CRYING HEARD BEFORE DEATH.
A wailing or unusual cry heard at night, where no one is known to be, or can be, is an indication that at that place some one will break into lamentation for the death of a friend, of which he will there first receive intimation, or will have otherwise cause to cry. The voice heard is not that of the “fetch” of the man, who is to be killed or drowned, but that of some mourner—a wife, or sister, or near relation.
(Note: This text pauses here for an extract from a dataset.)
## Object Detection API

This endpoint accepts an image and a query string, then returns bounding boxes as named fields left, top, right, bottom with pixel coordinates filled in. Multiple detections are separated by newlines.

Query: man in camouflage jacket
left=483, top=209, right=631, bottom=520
In these cries before a sudden death, the voices of women are the most frequently recognised.
A cry or scream, indicative of death, and believed to be uttered by a wraith, was called tàsg, and éigheach tàisg or éigheach tàsg, i.e. the cry of a wraith.
In the case of a man accidentally drowned on Trabay Beach in Tiree, a cry described as “a healthy cry” (glaodh fallain) was heard at night in the west end of the island several days previous to the disaster, and four miles from the scene of the accident, at the spot where the man’s brother first received the melancholy intelligence. The cry consisted of “òh” said thrice, and each time at the full length of a man’s breath (fad analach).
At the old quay in Port Appin, Argyleshire, the wailing of a woman was heard at night. Some days after, the mother of a young man who had been accidentally killed in Glasgow, there met the remains, which came by steamer, and she broke into loud lamentation.
At the Big Bridge (an Drochaid Mhor) above Portree Manse, on the road to Braes, in the Isle of Skye, strange sounds are heard by people passing there at night, such as the moaning of a dying person, sounds of throttling, etc. Mysterious objects, dogs, and indistinct moving objects are also seen at the haunted spot. These are supposed to denote that a murder will some time be committed here.
Weeping and crying were heard at midnight near the mill-dam in Tiree, on a dark and rainy night, by a young man going for a midwife for his brother’s wife. He heard the same sounds on his return. The woman died in that childbed, and it was observed that at the very spot where the young man said he heard the sounds of lamentation, her two sisters first met after her death, and burst into tears and outcries. The person to whom this incident occurred is now past forty years of age, is intelligent, and to be relied on as a person who would not tell a lie. There can be no doubt he heard the lamentation, whatever may have been the cause of his impression. Strange noises, of which the natural cause is not known, are readily associated with the first incident that offers any explanation.
In the island of Mull, lamentation (tuireadh) was recollected to have been heard where a young man was accidentally killed ten years after.
Thirty years ago horrible screaming and shouting (sgiamhail oillteil agus glaodhaich) were heard about eight o’clock on a summer evening across Loch Corry in Kingairloch. In a line with the shouting lay a ship at anchor, and the burying-ground on the other side of the loch. The cry was like that of a goat or buck being killed, a bleating which bears a horrible resemblance to the human voice. Next night the master of the ship was drowned, no one knew how. The man on the watch said that when sitting in the stern of the ship he saw the skipper go below, and then a clanking as if the chain were being paid out. He heard and saw nothing further. The night was fine.
In July, 1870, a ship struck on a sunken rock in the passages between the Skerryvore lighthouse and Tiree, and sprang a leak. The shore was made for at once, but when within 150 yards of it the ship sank. The crew betook themselves to the rigging, and were ultimately rescued; but the skipper, in trying to swim ashore, was caught by the current that sweeps round Kennavara Hill, and drowned. The crying heard in Kennavara Hill four years previous was deemed to have portended this event.
Crying was heard several times on the reefs to the east end of Coll, and to the best of the hearer’s belief, it was in English. In the same year (1870), a boat or skiff with two East Coast fishermen, following their calling in that neighbourhood, went amissing, and was never heard of. Many were of opinion it must have been lost on the reefs, where the cries had long previously been heard.